SSA building homes across the border
More than one and a half years after agreement was reached in
Kengtung, between the Restoration Council of Shan State/Shan State Army
(RCSS/SSA) and Naypyitaw’s Union Peacemaking Work Committee (UPWC),
construction of the planned 200 homes for displaced families in Monghta
sub-township, opposite Chiangmai’s Wiang Haeng district has begun,
according to a SHAN reporter that visited the area last month.
The 200 homes on completion would add to the 40 homes already established there since early 2011, a few months after Monghta and its surrounding area were designated as a second sub-township of Mongton township. The other sub-township is Pongpakhem, opposite Chiangdao district, east of Wiang Haeng.
“It used to have hundreds of homes before the Kuomintang incursion in 1950,” a Shan who is now a naturalized citizen after fleeing into Thailand since. “It, together with Mongton and Pangpakhem, used to be part of the Mongpan princely state.”
It still had about 100 homes in 1994 during the late Khun Sa’s Mong Tai Army period.
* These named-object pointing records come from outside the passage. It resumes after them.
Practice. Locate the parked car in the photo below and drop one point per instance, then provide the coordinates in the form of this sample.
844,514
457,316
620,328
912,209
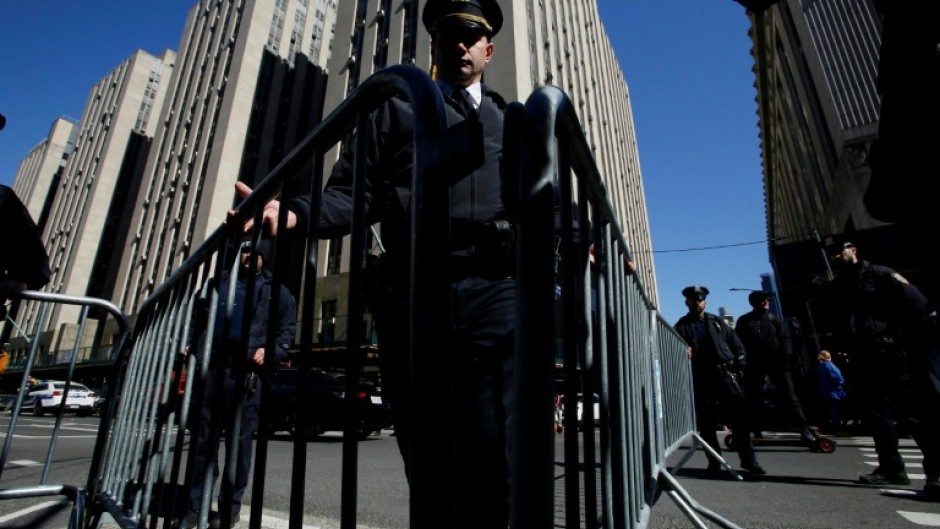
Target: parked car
597,411
46,396
323,402
98,407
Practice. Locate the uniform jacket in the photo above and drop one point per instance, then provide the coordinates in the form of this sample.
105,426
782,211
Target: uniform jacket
30,262
878,302
477,191
722,344
286,315
765,338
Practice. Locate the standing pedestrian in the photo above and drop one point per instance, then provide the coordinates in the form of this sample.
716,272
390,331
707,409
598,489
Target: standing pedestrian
718,364
28,265
232,384
482,255
884,323
769,354
831,390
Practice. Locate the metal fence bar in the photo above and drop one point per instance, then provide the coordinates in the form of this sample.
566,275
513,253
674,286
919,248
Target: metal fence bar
645,382
141,475
613,342
106,315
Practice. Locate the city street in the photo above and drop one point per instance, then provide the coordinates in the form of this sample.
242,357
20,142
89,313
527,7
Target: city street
802,490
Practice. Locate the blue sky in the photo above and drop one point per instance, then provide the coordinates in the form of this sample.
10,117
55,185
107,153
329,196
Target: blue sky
687,65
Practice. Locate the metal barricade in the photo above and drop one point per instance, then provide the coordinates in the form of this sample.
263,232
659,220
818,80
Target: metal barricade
140,472
100,325
614,342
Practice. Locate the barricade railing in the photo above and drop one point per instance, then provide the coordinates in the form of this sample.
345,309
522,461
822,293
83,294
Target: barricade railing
611,338
140,475
614,342
97,322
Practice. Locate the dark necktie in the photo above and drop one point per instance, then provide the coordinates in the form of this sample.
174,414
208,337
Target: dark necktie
465,103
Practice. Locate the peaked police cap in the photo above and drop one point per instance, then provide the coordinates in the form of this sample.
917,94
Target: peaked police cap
475,14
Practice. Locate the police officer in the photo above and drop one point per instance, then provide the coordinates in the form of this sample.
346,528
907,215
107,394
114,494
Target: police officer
769,354
884,320
28,265
482,259
718,363
232,375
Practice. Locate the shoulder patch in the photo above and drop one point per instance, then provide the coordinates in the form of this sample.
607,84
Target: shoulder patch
899,278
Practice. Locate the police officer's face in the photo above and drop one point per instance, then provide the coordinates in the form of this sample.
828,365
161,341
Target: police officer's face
696,306
461,54
246,260
844,257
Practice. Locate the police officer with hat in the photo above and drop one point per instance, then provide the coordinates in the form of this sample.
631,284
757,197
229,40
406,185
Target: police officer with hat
482,256
769,349
883,322
718,362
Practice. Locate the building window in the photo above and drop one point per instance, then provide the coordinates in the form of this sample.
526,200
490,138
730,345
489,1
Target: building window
327,322
334,256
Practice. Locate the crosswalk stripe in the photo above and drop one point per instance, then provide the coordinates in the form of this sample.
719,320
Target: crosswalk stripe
922,518
910,475
20,463
34,508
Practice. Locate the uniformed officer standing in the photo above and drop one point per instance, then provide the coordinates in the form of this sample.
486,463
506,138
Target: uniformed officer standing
718,362
233,372
482,258
884,321
769,353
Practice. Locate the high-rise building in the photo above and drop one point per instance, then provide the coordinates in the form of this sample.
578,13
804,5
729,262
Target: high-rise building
251,78
41,169
84,207
820,78
244,91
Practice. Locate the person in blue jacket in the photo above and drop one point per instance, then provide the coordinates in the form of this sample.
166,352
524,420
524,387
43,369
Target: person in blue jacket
234,367
831,390
718,364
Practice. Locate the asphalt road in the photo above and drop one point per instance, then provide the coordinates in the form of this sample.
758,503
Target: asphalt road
802,490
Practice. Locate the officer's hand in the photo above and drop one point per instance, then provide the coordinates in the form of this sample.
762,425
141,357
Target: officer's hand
9,288
258,357
269,214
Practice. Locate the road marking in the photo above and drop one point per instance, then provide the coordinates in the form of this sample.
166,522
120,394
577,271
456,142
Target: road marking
34,508
922,518
19,463
271,522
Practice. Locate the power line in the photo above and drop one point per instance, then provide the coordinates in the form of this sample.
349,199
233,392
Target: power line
719,247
Armed conflict in the area had begun following declaration of Independence by Khun Sa, who used to be a militia leader under the control of the Burma Army.
“It was then that Sao Yawd Serk (then a major in the MTA and now the leader of the RCSS/SSA) became famous after his daring capture of the Burmese army stronghold at Loi Hin Kawng, near Mong Kyawd (some 25 miles east of Monghta),” the reporter remembered. “The Burma Army had to use bombers to dislodge him.”
The said battle and another one in 2002, following the MTA’s surrender, had devastated the area and by the end of 2010 when it became a sub-township there were less than 10 houses. “The Burma Army managed to bring in Lahus from Nakawngmu and Pongpakhem, with assurances that they would be allowed to grow poppies,” a local source told SHAN.
Mongton township, except for parts under the control of the United Wa State Army (UWSA), is known as a major opium producer in Shan State.
Monghta, about 25 miles north of the former border checkpoint of Lak Taeng, is also connected to Mongpan in the north, Nakawngmu in the east, Thailand’s Wiang Haeng in the south and Homong (former MTA headquarters) in the west.
“The Burmese officials told us a new bridge across the Salween at Ta Hsop Pard crossing would be constructed and completed within 3 years,” another visitor reported.
In the meantime, Chiangmai provincial officials have been pushing for the reopening of BP-1 (Boundary Pillar # 1) at Nawng Ook, connecting Chiangdao with Pongpakhem, and BP-2 (Boundary Pillar # 2, also known as Lak Taeng), connecting Monghta with Wiang Haeng.
The 12 point agreement signed between Naypyitaw and the RCSS/SSA on 19 May 2012 includes Point # 10- to establish an industrial zone in the Monghta area.